Я позвонила в Сен-Жюльен-де-л'Осеан и заказала двойной номер в новой гостинице, потом позвонила своей помощнице Эвелине Андреи, чтобы она прибыла туда сегодня же вечером.
Стоит ли загромождать рассказ описанием моего душевного состояния? Повесив трубку, я тут же принялась собирать вещи, а у меня, как на грех, привычка всегда таскать с собой все, что могло бы мне понадобиться до конца моих дней в любое время года и при любых обстоятельствах, будь то в Африке или на Аляске.
Одиннадцать часов следующего дня.
Председателем на суде, наделенным всеми или почти всеми полномочиями, будет Поммери, которого я вижу первый раз в жизни.
Высокий, тучный, добродушный на вид, с большими глазами и живописным носом, он прохаживается, беседуя со мной, по кабинету в своей квартире - кабинет отделан сизым бархатом и темным деревом, окна выходят на набережную, на пустынный рошфорский фарватер.

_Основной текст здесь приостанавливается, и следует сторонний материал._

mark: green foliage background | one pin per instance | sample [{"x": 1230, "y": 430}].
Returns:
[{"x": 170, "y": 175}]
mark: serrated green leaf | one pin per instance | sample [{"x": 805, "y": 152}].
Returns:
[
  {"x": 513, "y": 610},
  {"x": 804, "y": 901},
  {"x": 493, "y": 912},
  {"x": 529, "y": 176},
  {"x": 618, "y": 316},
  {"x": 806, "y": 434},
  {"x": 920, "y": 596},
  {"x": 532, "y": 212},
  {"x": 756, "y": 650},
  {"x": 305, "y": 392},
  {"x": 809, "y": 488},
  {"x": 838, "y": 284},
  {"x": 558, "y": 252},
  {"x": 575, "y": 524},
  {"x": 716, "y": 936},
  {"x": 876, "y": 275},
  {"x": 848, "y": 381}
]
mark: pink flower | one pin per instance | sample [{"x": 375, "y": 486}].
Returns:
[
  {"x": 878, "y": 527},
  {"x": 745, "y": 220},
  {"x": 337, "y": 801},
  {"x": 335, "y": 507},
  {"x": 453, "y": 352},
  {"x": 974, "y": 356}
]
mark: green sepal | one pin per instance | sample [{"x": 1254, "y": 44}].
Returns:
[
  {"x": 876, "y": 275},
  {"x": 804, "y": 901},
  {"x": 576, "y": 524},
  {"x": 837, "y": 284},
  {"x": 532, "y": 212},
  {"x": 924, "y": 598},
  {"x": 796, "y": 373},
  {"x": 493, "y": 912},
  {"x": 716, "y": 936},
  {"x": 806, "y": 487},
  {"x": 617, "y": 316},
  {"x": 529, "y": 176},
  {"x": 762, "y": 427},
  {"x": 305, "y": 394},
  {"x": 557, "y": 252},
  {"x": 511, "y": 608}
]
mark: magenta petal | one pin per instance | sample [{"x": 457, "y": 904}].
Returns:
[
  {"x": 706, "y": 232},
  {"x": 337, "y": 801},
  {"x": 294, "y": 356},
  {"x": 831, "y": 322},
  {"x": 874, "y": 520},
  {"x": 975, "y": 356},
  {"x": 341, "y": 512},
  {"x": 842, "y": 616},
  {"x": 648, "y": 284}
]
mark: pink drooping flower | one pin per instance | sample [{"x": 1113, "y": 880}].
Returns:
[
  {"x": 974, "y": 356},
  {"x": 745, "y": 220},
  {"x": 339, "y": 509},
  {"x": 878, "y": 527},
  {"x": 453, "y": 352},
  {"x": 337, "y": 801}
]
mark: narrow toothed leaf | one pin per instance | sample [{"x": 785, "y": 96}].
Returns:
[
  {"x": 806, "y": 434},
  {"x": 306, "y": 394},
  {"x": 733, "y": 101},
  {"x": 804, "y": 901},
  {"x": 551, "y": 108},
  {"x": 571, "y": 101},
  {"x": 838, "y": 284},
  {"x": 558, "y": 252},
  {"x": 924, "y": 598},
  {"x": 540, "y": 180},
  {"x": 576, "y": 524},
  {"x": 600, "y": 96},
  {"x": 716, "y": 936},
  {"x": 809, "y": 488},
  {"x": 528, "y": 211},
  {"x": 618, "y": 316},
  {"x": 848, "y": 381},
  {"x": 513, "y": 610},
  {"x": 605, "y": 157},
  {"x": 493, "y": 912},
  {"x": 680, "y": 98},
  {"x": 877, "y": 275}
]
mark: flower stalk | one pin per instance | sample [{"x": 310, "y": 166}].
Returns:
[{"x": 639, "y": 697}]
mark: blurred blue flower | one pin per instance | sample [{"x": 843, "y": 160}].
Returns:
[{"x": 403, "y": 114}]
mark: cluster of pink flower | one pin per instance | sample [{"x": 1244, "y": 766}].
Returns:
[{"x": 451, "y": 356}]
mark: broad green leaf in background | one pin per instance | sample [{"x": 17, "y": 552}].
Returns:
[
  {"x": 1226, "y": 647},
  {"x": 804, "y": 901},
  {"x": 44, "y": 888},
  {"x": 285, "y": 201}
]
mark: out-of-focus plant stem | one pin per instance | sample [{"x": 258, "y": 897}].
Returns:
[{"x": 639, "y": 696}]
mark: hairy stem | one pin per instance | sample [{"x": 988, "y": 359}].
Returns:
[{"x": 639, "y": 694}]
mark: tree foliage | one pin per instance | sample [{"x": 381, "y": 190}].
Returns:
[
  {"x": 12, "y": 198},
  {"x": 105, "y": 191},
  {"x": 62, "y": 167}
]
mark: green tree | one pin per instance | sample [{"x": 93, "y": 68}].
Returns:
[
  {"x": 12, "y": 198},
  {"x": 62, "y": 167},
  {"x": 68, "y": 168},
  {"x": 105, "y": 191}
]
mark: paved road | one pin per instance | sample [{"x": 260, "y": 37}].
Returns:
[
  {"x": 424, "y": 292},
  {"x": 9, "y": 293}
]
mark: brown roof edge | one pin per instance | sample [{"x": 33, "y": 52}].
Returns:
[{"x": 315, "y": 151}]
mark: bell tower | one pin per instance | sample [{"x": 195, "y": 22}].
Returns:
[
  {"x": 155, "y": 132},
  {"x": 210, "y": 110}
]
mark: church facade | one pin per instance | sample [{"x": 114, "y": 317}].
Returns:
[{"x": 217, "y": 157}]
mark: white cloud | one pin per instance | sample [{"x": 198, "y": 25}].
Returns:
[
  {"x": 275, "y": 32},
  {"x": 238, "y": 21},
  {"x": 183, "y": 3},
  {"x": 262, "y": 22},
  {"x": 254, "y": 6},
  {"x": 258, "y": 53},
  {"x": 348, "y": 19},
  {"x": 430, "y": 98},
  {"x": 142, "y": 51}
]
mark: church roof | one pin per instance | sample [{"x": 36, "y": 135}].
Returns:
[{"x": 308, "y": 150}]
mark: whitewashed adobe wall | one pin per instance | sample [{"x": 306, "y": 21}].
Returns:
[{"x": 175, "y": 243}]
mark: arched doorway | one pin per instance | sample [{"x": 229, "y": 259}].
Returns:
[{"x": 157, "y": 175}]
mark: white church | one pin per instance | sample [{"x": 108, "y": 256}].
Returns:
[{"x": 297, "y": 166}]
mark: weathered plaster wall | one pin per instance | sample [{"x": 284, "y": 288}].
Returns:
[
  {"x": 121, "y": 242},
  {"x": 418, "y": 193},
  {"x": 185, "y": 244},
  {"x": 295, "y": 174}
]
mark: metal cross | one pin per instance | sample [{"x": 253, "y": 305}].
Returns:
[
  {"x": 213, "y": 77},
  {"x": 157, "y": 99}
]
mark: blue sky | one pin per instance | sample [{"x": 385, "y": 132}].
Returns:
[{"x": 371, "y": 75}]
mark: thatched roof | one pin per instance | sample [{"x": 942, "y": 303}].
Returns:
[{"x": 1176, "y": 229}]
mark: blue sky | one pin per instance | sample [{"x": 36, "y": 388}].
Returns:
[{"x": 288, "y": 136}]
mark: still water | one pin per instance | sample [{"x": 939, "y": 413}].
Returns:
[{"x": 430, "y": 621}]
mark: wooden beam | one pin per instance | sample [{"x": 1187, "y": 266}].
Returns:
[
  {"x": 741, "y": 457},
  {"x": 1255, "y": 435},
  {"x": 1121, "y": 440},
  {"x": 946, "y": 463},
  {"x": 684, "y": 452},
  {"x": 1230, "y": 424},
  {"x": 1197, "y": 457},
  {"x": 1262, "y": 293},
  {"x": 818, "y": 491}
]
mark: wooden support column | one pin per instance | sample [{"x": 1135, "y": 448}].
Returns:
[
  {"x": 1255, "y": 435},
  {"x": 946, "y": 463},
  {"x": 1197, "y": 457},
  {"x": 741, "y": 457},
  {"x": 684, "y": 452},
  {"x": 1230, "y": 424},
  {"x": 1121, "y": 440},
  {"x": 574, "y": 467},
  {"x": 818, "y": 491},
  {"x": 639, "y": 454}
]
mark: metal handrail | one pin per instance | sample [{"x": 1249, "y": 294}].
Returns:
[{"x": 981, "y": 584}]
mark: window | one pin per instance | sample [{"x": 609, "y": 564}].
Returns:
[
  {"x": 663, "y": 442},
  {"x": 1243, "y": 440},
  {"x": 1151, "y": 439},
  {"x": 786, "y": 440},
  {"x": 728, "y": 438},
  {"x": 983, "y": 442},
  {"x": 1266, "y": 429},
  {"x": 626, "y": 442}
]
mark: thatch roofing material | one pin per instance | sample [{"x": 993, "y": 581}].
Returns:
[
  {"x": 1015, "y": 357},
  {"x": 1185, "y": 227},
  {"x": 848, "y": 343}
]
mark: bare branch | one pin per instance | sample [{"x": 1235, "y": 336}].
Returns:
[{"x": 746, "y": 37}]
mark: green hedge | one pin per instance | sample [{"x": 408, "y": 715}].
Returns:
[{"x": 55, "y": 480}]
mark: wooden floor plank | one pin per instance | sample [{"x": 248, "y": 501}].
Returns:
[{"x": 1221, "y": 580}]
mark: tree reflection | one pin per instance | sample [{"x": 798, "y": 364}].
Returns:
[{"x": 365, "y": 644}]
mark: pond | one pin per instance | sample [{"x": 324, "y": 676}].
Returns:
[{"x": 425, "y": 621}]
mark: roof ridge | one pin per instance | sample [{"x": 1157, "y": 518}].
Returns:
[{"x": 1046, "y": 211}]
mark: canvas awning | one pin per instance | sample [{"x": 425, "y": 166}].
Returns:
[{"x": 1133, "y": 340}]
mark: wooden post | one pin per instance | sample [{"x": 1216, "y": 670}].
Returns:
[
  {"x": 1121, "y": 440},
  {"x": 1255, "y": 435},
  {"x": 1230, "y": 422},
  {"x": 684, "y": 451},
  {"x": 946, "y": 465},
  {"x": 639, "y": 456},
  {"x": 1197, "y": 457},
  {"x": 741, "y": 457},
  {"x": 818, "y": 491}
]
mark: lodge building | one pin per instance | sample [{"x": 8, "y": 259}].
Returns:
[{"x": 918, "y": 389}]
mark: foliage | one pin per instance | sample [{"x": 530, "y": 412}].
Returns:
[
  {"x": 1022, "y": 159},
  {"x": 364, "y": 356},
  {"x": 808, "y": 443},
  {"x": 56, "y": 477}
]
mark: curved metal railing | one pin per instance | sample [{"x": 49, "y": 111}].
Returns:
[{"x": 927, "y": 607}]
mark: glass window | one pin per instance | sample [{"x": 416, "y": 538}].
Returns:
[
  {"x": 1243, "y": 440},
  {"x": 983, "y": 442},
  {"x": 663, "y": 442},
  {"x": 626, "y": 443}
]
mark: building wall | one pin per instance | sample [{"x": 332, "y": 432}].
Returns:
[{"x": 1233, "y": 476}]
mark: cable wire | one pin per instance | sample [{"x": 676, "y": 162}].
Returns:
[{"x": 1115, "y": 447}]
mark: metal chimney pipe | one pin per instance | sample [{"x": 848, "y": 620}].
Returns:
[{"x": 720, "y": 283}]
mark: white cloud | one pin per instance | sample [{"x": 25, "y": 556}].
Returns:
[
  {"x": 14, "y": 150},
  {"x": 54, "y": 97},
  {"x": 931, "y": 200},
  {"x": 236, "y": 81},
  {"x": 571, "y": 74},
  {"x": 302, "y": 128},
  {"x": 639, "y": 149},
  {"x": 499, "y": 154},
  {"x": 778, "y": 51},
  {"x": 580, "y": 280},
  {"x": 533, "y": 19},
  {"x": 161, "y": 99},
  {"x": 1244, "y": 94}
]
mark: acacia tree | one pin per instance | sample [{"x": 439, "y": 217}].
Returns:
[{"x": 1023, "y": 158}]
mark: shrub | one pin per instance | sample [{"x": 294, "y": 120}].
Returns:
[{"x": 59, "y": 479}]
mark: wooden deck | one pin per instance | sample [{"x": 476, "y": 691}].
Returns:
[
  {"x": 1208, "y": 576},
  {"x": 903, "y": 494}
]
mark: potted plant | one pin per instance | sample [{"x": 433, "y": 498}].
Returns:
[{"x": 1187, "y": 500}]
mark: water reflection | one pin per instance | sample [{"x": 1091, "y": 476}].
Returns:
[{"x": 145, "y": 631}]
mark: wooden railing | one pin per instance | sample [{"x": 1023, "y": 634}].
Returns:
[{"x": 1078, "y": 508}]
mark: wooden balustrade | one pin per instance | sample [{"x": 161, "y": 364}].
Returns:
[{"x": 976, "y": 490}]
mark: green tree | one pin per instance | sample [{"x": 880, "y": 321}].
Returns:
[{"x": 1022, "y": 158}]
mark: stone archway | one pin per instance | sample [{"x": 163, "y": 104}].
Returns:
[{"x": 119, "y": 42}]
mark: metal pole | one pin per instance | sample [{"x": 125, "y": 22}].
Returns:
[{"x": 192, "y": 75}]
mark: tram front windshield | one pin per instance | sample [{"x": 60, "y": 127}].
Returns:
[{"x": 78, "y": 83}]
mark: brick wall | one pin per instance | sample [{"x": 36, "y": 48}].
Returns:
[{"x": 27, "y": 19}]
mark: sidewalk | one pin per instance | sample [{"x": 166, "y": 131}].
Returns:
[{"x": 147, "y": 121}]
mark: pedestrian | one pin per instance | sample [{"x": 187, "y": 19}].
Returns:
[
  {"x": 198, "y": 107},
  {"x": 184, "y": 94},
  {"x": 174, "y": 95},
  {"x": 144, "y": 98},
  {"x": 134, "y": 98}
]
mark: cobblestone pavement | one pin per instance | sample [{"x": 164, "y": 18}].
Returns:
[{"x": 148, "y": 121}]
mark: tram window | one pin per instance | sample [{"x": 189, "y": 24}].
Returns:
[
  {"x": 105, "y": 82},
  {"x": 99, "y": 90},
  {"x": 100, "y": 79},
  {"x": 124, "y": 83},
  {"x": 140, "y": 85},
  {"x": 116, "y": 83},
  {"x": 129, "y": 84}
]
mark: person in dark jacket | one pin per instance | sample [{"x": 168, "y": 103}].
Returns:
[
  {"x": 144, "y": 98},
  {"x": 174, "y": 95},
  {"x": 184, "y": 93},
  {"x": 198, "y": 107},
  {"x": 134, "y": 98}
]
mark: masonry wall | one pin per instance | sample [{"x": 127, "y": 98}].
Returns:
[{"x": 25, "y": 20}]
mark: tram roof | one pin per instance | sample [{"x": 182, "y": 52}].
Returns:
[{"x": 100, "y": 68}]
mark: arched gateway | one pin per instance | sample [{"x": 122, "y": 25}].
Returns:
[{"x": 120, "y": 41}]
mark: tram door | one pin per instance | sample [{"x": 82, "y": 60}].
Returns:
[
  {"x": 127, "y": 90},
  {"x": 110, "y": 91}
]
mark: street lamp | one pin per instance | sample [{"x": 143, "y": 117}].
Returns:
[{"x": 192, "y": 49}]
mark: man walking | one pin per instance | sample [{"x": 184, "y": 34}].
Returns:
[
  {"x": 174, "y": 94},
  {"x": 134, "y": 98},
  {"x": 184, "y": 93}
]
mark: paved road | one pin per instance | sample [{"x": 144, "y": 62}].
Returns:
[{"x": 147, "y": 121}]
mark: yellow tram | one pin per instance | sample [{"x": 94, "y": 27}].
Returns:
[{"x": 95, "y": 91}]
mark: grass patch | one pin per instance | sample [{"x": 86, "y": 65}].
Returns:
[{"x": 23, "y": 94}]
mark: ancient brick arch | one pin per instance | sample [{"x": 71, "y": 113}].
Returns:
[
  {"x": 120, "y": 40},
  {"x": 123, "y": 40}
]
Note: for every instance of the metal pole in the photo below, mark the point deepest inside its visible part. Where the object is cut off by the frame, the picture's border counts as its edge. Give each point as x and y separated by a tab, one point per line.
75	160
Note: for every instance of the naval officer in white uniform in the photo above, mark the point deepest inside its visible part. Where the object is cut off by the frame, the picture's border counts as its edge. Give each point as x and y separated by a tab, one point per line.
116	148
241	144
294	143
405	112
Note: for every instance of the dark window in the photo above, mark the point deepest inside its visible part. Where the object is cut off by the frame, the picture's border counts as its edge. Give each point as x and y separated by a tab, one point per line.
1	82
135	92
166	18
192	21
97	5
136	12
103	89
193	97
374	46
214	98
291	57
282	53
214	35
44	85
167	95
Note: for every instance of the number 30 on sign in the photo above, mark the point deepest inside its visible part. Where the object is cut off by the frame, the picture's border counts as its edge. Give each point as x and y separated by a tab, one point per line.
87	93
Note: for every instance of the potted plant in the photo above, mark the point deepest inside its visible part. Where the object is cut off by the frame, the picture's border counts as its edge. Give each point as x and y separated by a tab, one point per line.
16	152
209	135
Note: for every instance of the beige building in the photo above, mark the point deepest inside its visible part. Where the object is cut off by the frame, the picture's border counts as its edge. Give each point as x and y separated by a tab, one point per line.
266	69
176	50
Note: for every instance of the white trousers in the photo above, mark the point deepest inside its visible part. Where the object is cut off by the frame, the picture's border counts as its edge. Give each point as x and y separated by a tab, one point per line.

Поммери бросает курить. На столе лежит большая открытая коробка с конфетами, а за столом у стены - стойка для ружей. Выбор прост: лишние килограммы или самоубийство.
- Итак, - говорит он, - мы остановились на том, что ваш клиент бросил в Бирме, посреди виноградника, в одной рубашке, медсестру Военно-морских сил США. Это само по себе предосудительно.
Голос у него громкий, слащавый, как у комедианта. Я в новом синем платье сижу, выпрямив спину, в кресле времен Второй империи и отважно возражаю:
- Он поступил так из милосердия! Не хотел вмешивать невинную девушку в свою безумную затею!
- Да что вы такое говорите! - возмущенно восклицает самый невозмутимый судья на процессах, которые велись после Освобождения. - Он ведь увез с собой восемнадцать тысяч пар чулок! Первоклассных, из нейлона, по десять денье!
Я замолкаю и отвожу взгляд в сторону.
- Никто не знает, - продолжает судья, - что он делал последующие пять месяцев. Он об этом либо совсем не распространяется, либо говорит уклончиво. Похоже, однако, что в Куньмине, в Китае, он снова встречает молодую метиску, которую, если верить его словам, он выиграл в карты.
- Раз он говорит, значит, правда. Кристоф никогда не врет.
- Он говорит лишь ту правду, которая ему выгодна, - поправляет судья. - Он хорошо усвоил уроки отцов иезуитов.
- Не станем же мы ставить ему в упрек еще и школу, где он учился.
Судья смеется и берет конфету. Он развертывает ее с той же ревнивой тщательностью, с какой в недавнем прошлом разворачивал сигару.